The best way to clean pesticides off Granny Smiths, Honeycrisps, Macouns and the like is by using baking soda, according to a report in the American Chemical Society’s Journal of Agricultural and Food Chemistry.
That means yet another use for the kitchen and baking staple is likely in your pantry — or in your refrigerator to keep it smelling fresh.
While pesticides boost crop yields, there are concerns about the impact on people who consume food produced this way — even with Maximum Residue Limits (MRL) of pesticides that have been set by the government. On the Environmental Working Group’s annual Dirty Dozen list of pesticide-laden fruits, apples are at number four this year.
Led by University of Massachusetts Amherst food scientist Lili He, Ph.D., researchers applied pesticides to fruit. One test used the fungicide thiabendazole, which has been shown to be able to penetrate apple peels. In the other, the insecticide phosmet was applied to organic Gala apples.

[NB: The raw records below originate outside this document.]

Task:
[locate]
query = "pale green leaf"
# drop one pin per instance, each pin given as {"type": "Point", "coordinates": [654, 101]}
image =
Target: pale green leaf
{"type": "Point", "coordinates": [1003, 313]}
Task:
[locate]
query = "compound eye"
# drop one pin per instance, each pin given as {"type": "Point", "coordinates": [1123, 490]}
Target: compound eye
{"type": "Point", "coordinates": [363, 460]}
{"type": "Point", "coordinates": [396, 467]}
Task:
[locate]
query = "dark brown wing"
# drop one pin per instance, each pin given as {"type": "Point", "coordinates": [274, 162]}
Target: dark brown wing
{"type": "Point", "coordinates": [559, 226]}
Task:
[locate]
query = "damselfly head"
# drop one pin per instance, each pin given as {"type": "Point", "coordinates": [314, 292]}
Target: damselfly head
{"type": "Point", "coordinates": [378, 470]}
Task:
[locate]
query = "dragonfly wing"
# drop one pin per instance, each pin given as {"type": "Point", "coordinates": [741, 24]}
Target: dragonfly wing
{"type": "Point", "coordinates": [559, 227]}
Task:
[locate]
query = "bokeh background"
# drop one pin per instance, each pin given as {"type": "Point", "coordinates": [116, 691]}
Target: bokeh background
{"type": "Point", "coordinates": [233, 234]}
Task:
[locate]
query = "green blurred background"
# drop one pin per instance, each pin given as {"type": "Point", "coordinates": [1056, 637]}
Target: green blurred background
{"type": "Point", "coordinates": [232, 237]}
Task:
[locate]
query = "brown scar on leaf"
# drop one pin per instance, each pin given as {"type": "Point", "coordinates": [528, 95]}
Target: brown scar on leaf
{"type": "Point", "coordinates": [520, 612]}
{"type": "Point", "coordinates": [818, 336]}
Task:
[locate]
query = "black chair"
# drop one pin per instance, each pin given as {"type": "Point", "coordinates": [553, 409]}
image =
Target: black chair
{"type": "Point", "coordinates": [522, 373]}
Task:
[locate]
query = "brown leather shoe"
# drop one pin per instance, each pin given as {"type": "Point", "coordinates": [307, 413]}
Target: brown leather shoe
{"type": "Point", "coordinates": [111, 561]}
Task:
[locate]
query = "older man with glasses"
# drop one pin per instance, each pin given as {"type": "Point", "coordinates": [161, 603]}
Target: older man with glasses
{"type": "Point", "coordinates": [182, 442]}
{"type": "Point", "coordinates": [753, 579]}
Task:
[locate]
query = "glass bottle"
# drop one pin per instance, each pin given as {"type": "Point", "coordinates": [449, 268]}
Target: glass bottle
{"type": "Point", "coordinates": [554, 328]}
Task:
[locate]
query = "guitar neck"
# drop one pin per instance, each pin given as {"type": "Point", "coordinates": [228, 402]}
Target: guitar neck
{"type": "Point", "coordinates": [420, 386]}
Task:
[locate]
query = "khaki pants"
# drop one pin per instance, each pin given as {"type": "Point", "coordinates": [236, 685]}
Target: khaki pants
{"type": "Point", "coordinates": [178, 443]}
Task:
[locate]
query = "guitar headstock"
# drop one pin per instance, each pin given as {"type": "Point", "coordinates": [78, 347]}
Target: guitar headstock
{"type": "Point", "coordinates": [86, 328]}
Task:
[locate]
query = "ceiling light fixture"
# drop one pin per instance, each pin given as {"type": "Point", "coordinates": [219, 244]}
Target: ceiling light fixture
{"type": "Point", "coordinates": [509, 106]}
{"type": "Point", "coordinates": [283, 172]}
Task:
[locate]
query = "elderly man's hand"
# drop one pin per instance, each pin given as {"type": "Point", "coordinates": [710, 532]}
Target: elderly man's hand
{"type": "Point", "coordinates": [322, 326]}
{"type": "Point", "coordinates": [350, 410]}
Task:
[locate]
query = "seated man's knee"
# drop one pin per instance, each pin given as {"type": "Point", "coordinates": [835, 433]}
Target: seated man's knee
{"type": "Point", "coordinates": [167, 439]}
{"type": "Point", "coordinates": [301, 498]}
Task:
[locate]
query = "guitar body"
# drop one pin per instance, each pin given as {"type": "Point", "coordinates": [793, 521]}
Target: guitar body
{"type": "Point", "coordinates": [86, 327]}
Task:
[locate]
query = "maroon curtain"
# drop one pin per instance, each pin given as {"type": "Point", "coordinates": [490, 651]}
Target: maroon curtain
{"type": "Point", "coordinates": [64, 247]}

Three different liquids were used to wash the fruit: tap water, a 1% baking soda/water solution, and a U.S.-EPA-approved commercial bleach solution often used on produce. After 12 and 15 minutes, the baking soda solution was most effective. It reduced 80% of the thiabendazole and 96% of the phosmet.
Authors noted that the baking soda solution method “was not completely effective in removing residues that have penetrated into the apple peel.” But washing produce with either plain tap water or the bleach solution for two minutes, which is the industry standard, was far less effective.
MRL levels don’t ensure food is totally safe to eat. “Safety is a tricky word,” He told the Daily News. “Our study looked into how we can reduce the risk.”